Checking The Pulse Of The Kansas City Real Estate Market
If you’re not familiar with the term Shadow Inventory, it means homes that are NOT on the market but will be in the near future. This includes bank owned properties that are not yet listed but also includes homes where the owners are significantly behind on payments — and that are likely to be bank-owned properties in the near future. At the slow sales pace being seen nationally, the Wall Street Journal has done some analysis and found there’s more than EIGHT YEARS of Shadow Inventory to be absorbed.
That number is staggering. Of course, it calculates matters using current sales rates. But even if home sales DOUBLED over, say, the next six months, that would reduce the Shadow Inventory to FOUR YEARS. Taking this painful excercise a step further, home sales would need to octuple to get it down to just ONE YEAR of REO shadow inventory we’re faced with today.

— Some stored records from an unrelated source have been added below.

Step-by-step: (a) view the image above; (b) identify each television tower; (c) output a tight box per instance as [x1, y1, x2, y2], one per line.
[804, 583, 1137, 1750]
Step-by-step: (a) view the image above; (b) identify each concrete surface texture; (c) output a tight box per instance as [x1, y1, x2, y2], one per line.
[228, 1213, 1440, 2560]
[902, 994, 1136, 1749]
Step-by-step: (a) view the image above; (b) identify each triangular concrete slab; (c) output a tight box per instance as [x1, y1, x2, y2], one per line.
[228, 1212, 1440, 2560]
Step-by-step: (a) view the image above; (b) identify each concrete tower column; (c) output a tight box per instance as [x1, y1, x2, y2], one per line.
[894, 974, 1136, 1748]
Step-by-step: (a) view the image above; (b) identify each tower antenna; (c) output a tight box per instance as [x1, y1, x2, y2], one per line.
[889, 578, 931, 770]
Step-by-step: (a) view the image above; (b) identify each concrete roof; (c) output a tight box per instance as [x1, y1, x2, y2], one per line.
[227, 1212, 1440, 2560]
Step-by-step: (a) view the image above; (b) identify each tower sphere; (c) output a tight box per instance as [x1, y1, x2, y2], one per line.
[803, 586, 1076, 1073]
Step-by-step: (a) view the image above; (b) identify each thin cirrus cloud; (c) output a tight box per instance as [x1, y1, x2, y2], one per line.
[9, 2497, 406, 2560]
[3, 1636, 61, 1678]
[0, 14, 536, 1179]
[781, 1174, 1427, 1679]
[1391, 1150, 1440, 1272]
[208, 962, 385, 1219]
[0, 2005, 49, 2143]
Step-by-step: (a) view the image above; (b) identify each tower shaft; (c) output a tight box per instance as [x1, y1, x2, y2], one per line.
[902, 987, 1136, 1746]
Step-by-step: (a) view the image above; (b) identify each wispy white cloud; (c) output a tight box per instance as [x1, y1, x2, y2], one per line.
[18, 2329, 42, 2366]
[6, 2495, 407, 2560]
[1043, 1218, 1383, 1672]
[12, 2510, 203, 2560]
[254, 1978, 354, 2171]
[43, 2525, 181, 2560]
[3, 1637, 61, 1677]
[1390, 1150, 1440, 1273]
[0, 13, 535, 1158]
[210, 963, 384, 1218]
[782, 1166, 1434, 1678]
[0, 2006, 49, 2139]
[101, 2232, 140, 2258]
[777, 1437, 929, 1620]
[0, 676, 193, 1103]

A high amount of Shadow Inventory leads to lower prices on bank properties as banks look to move them. Lower prices on bank properties bring down values of the stable homes in a community. That hurts even more homeowners and causes otherwise solid borrowers to be upside down on their homes. This leads to more Short Sales, which are half as bad for a community as a foreclosure but hurtful none-the-less. This leads to lower sales prices for solid borrowers in the area. Which leads to… me being depressed discussing Shadow Inventory.
Now you could also run with Standard & Poor’s estimate that there’s “just” four years of Shadow inventory on the market. Or, if your cup is half full, you could trust that my National Association of Realtors is correct with its assessment that only two percent of the nations properties should be considered Shadow Inventory.